Screenshot of the Ryuk ransome page
Here is the email response I received when contacting them. They are asking for around $300k…
Summary
Ryuk actors move fast and usually use Offensive Security Tools such as Cobalt Strike, PowerView and/or Empire. This is the first time I’ve ever heard or seen Ryuk move this fast so I was very excited to watch it unfold in front of my eyes. Another interesting point is the use of Network Scanner. I’ve seen this used by low level ransomware groups all the way up to this Ryuk group; it seems to be a favorite. Something else to note is the use of US IPs for C2 and tunneling so geo blocking will not help you here.
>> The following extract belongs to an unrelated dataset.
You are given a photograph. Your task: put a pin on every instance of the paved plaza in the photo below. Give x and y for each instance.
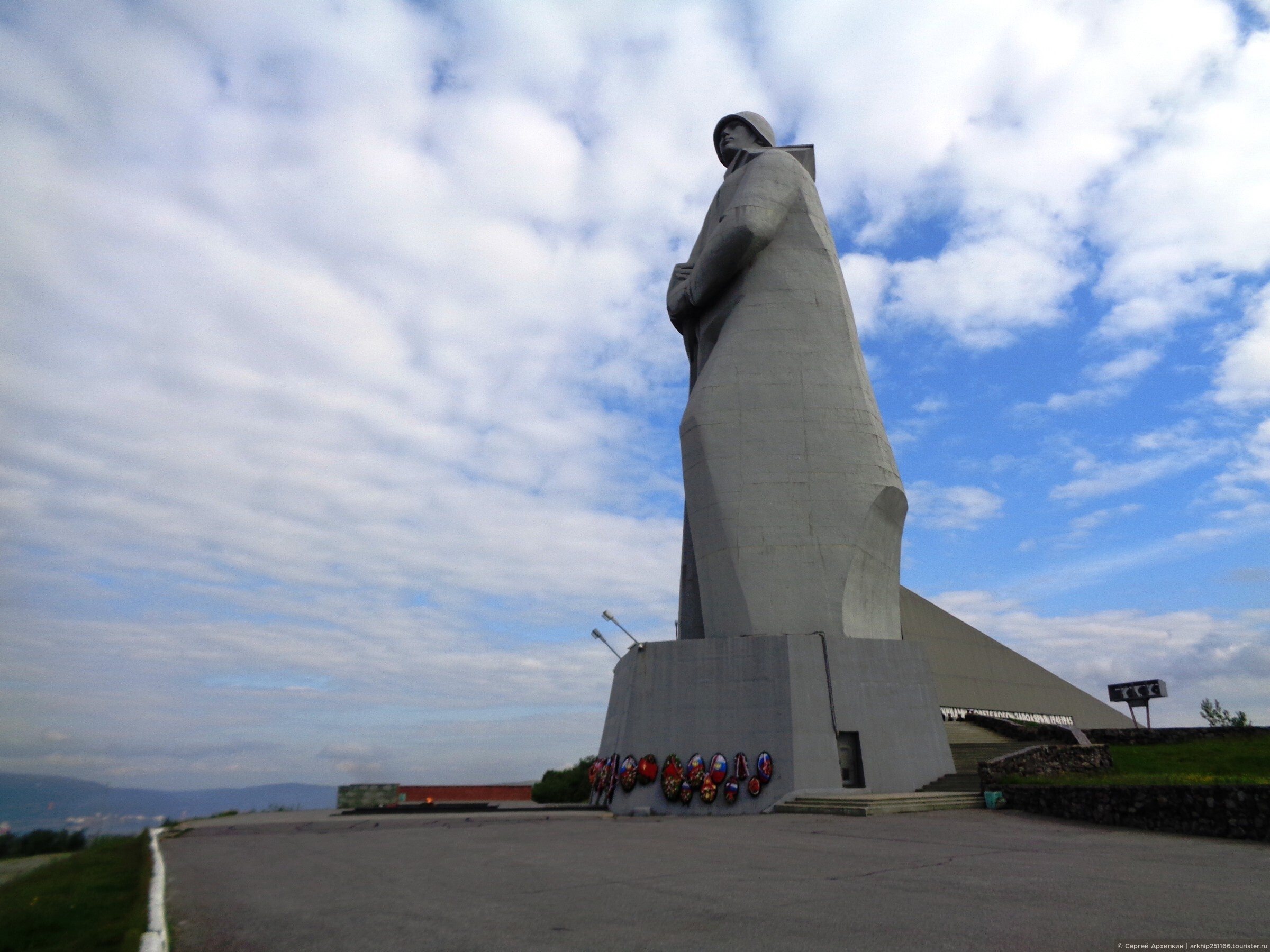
(954, 880)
Make sure you can detect Trickbot, Cobalt Strike, Empire, and PowerView in your environment and make sure you test on a regular cadence because these tools change.
If you have any questions or want additional information please feel free to use the Contact Me page. A HUGE shout out to all the people working on Hybrid Hunter, this tool is fantastic and I can’t wait to see it continue to improve. Thanks for reading!
IOCs
All IOCs including binaries are in MISPPriv Event ID 65678 and CIRCL OSINT feed via UUID 5e78dc2c-afc8-411f-94a5-40bb950d210f.